Traceback (most recent call last):
  File "<stdin>", line 1, in <module>
RuntimeError: generator ignored GeneratorExit

That is all what you need to know about coroutines to start using them. Let’s see what benefits they give. In my opinion, a single coroutine is useless. The true power of coroutines comes when they are used in pipelines. A simple abstract example: filter out even numbers from input source, then multiply each number on 2, then add 1.

>>> @coroutine
... def apply(op, next=None):
...     while True:
...         i = yield
...         i = op(i)
...         if next:
...             next.send(i)
...
>>> @coroutine
... def filter(cond, next=None):
...     while True:
...         i = yield
...         if cond(i) and next:
...             next.send(i)
...
>>> result = []
>>> pipeline = filter(lambda x: not x % 2, \
...            apply(lambda x: x * 2, \
...            apply(lambda x: x + 1, \
...            apply(result.append))))
>>> for i in range(10):
...     pipeline.send(i)
...
>>> result
[1, 5, 9, 13, 17]

Schema of pipeline

But the same pipeline can be implemented using generators:

>>> def apply(op, source):
...     for i in source:
...         yield op(i)
...
>>> def filter(cond, source):
...     for i in source:
...         if cond(i):
...             yield i
...
>>> result = [i for i in \
...     apply(lambda x: x + 1, \
...     apply(lambda x: x * 2, \
...     filter(lambda x: not x % 2, range(10))))]
>>> result
[1, 5, 9, 13, 17]

So what the difference between coroutines and generators? The difference is that generators can be connected in straight pipeline only, i.e. single input—single output. Whereas coroutines may have multiple outputs.

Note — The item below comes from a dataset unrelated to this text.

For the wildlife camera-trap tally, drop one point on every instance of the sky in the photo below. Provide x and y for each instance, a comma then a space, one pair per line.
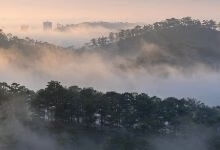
107, 10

Thus they can be connected in really complicated forked pipelines. For example, filter coroutine could be implemented in this way:

>>> @coroutine
... def filter(cond, ontrue=None, onfalse=None):
...     while True:
...         i = yield
...         next = ontrue if cond(i) else onfalse
...         if next:
...             next.send(i)
...

But let’s see an another example. Here is the mock of distributed computing system with cache, load balancer, and three workers.

def coroutine(f):
    def wrapper(*arg, **kw):
        c = f(*arg, **kw)
        c.send(None)
        return c
    return wrapper


@coroutine
def logger(prefix="", next=None):
    while True:
        message = yield
        print("{0}: {1}".format(prefix, message))
        if next:
            next.send(message)


@coroutine
def cache_checker(cache, onsuccess=None, onfail=None):
    while True:
        request = yield
        if request in cache and onsuccess:
            onsuccess.send(cache[request])
        elif onfail:
            onfail.send(request)


@coroutine
def load_balancer(*workers):
    while True:
        for worker in workers:
            request = yield
            worker.send(request)


@coroutine
def worker(cache, response, next=None):
    while True:
        request = yield
        cache[request] = response
        if next:
            next.send(response)


cache = {}
response_logger = logger("Response")
cluster = load_balancer(
    logger("Worker 1", worker(cache, 1, response_logger)),
    logger("Worker 2", worker(cache, 2, response_logger)),
    logger("Worker 3", worker(cache, 3, response_logger)),
)
cluster = cache_checker(cache, response_logger, cluster)
cluster = logger("Request", cluster)


if __name__ == "__main__":
    from random import randint


    for i in range(20):
        cluster.send(randint(1, 5))

Schema of the mock

To start love coroutines try to implement the same system without them. Of course, you can implement some classes to store state in the attributes and do work using send method:

class worker(object):

    def __init__(self, cache, response, next=None):
        self.cache = cache
        self.response = response
        self.next = next

    def send(self, request):
        self.cache[request] = self.response
        if self.next:
            self.next.send(self.response)

But I dare you to find a beautiful implementation for load balancer in this way!

I hope I persuaded you that coroutines are cool. So if you are going to try them, take a look at my library—CoPipes. It will be helpful to build really big and complicated data processing pipelines. Your feedback is desired.